To further complicate things, #dk14 points out that this behaviour is only present for values represented as fields and doesn't happen within blocks, e.g.
val bar: String = {
val foo: String = "foo" + foo // error: forward reference extends...
"bar"
}
Yes, see the SLS Section 4.2.
foo is a String which is a reference type. It has a default value of null. foo2 is an Int which has a default value of 0.
In both cases, you are referring to a val which has not been initialized, so the default value is used.
In both cases foo resp. foo2 have their default values according to the JVM specification. That's null for a reference type and 0 for an int or Int - as Scala spells it.
Scala's Int is backed by a primitive type (int) underneath, and its default value (before initialization) is 0.
On the other hand, String is an Object which is indeed null when not initialized.
Unfortunately, scala is not as safe as let's say Haskell because of compromises with Java's OOP model ("Object-oriented meets Functional"). There is a safe subset of Scala called Scalazzi and some of sbt/scalac-plugins can give you more warnings/errors:
https://github.com/puffnfresh/wartremover (doesn't check for the case you've found though)
Returning back to your case, this happens only for values represented as fields and doesn't happen when you're inside a function/method/block:
scala> val foo2: Int = 3 + foo2
foo2: Int = 3
scala> {val foo2: Int = 3 + foo2 }
<console>:14: error: forward reference extends over definition of value foo2
{val foo2: Int = 3 + foo2 }
^
scala> def method = {val a: Int = 3 + a}
<console>:12: error: forward reference extends over definition of value a
def method = {val a: Int = 3 + a}
The reason of this situation is integration with Java as val compiles to the final field in JVM, so Scala saves all initialization specifics of JVM classes (I believe it's part of JSR-133: Java Memory Model). Here is the more complicated example that explains this behavior:
scala> object Z{ val a = b; val b = 5}
<console>:12: warning: Reference to uninitialized value b
object Z{ val a = b; val b = 5}
^
defined object Z
scala> Z.a
res12: Int = 0
So, here you can see the warning that you didn't see in the first place.
Since I can do this:
case class A(a: Int)
trait C
val x = new A(10) with C
Why can't I do this:
type X = A with C
val x = new X(10)
? If I can't even construct an instance, what's the use case of type X = A with C?

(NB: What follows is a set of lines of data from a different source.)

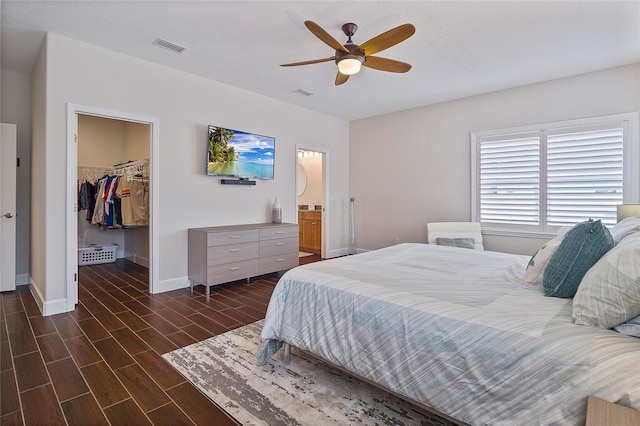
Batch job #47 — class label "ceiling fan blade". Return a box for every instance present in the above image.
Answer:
[336,72,349,86]
[304,21,349,53]
[360,24,416,56]
[362,56,411,72]
[280,56,336,67]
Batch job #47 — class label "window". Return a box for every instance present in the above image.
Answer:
[471,114,640,233]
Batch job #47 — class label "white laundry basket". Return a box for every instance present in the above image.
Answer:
[78,243,118,266]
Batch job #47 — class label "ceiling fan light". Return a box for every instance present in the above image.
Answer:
[338,57,362,75]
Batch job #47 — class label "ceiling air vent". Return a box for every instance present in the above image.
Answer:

The error message that you get should give you a hint:
error: class type required but A with C found
new X(10)
^
X, as a type alias, gets rewritten to an A with C type expression, which is not a class type. The latter, according to the Scala Language Specification, is:
a type designator
(§
3.2.3
) that refers to a a class or a trait
(emphasis mine)
In other words, it's not every type expression.
This is not an authoritative answer, but I don't believe it's possible to define a type alias in such a way that it becomes a class type. On the one hand, a new expression theoretically accepts an AnnotType, as defined in Section 5.1.1. However, I don't see how, using the type alias grammar from Section 4.3, you could specify what constructor are you using etc..
tl;dr - unless your type alias is directly rewritable to a class type (e.g. A in your example), you can't use it as a class type, which includes invoking new with it. If you want that, you need a class declaration, i.e. class X(a: Int) extends A(a) with C.
Regarding your second question, you say you can't instantiate X. Ah, but that's where you're wrong! Let me show you an example, based on your code:
def blah(x: X) = x.toString
val x = new A(10) with C
val y = new A(10)
blah(x) //String = A(10)
blah(y) //type error
So, it's useful whenever you need a type constraint, since the "aliased" type will be matched to the type alias, even if it wasn't explicitly declared as such.
Consider the following class written in Java:
class NonNegativeDouble {
private final double value;
public NonNegativeDouble(double value) {
this.value = Math.abs(value);
}
public double getValue() { return value; }
}
It defines a final field called value that is initialized in the constructor, by taking its parameter called alike and applying a function to it.
I want to write something similar to it in Scala. At first, I tried:
class NonNegativeDouble(value: Double) {
def value = Math.abs(value)
}
But the compiler complains: error: overloaded method value needs result type
Obviously the compiler thinks that the expression value inside the expression Math.abs(value) refers to the method being defined. Therefore, the method being defined is recursive, so I need to state its return type. So, the code I wrote does not do what I expected it to do: I wanted value inside Math.abs(value) to refer to the constructor parameter value, and not to the method being defined. It is as if the compiler implicitly added a this. to Math.abs(this.value).
Adding val or var (or private ... variants) to the constructor parameter doesn't seem to help.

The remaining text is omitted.